Pfizer reserves the right to make an offer for AstraZeneca at any time, at less than, for each AstraZeneca share, 1.747 shares in the combined entity and 2,476 pence in cash:
·    with the agreement or recommendation of the AstraZeneca board;
·    if a third party announces a firm intention to make an offer for AstraZeneca pursuant to Rule 2.7 of the Code which, at the date Pfizer announces a firm intention to make an offer for AstraZeneca, is valued at a lower price than contemplated by the terms of the proposal;
·    following the announcement by AstraZeneca of a whitewash transaction[11]pursuant to the Code; or
·    in the event that any AstraZeneca dividend is declared, made or paid in excess of what is expected by the consensus analyst forecasted dividends of 53.5 pence[12] per share due to be announced by AstraZeneca on 31 July 2014 (in which case a £ for £ adjustment reduction equal to the excess amount would be made).
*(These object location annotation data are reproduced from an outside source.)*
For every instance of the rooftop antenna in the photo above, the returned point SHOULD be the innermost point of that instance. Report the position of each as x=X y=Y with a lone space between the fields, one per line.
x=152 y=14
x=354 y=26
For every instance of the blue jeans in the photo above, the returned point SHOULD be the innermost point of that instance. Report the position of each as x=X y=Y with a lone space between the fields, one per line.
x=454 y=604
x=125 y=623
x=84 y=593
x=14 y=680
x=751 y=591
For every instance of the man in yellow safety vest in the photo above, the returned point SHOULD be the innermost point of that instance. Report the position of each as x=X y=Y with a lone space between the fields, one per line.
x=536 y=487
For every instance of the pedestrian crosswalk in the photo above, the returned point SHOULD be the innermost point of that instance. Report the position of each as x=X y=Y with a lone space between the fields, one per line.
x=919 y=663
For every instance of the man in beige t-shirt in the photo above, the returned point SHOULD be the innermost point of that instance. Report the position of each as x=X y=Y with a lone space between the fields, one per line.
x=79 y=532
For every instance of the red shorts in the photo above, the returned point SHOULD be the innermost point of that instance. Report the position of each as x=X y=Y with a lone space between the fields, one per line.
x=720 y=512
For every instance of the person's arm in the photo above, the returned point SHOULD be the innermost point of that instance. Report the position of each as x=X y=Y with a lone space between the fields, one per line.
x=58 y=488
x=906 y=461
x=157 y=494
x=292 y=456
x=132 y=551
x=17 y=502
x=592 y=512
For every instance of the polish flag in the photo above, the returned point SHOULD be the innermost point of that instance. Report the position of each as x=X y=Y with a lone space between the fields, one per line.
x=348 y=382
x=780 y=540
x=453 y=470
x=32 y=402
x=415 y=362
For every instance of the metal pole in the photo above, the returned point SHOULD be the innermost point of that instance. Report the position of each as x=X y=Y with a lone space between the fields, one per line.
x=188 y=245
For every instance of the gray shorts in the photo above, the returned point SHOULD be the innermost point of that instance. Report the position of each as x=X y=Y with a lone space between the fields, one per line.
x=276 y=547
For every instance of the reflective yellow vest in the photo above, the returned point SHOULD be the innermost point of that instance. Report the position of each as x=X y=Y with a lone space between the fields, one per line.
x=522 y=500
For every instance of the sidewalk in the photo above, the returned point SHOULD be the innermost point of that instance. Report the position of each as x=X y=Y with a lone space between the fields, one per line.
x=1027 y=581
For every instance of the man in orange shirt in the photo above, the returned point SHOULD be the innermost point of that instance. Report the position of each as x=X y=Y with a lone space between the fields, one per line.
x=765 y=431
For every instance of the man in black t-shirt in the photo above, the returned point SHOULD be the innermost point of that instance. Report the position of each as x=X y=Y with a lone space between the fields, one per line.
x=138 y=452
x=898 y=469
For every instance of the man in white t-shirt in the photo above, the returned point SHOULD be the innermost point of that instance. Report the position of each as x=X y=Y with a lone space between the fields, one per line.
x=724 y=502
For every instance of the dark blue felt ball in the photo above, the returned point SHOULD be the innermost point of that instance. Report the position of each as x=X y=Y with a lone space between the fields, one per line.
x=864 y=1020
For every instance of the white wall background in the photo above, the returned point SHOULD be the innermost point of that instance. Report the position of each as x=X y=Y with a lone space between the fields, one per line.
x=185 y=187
Pfizer reserves the right to make an offer for AstraZeneca at any time, at more than, for each AstraZeneca share, 1.747 shares in the combined entity and 2,476 pence in cash:
·         following the release of a firm offer announcement pursuant to Rule 2.7 of the Code;
·         if the indicative value of such offer, when made, would not equal £55.00; or
·         if a third party announces a firm intention to make an offer for AstraZeneca pursuant to Rule 2.7 of the Code which, at the date Pfizer announces a firm intention to make an offer for AstraZeneca, is valued at a higher price than contemplated by the terms of the proposal.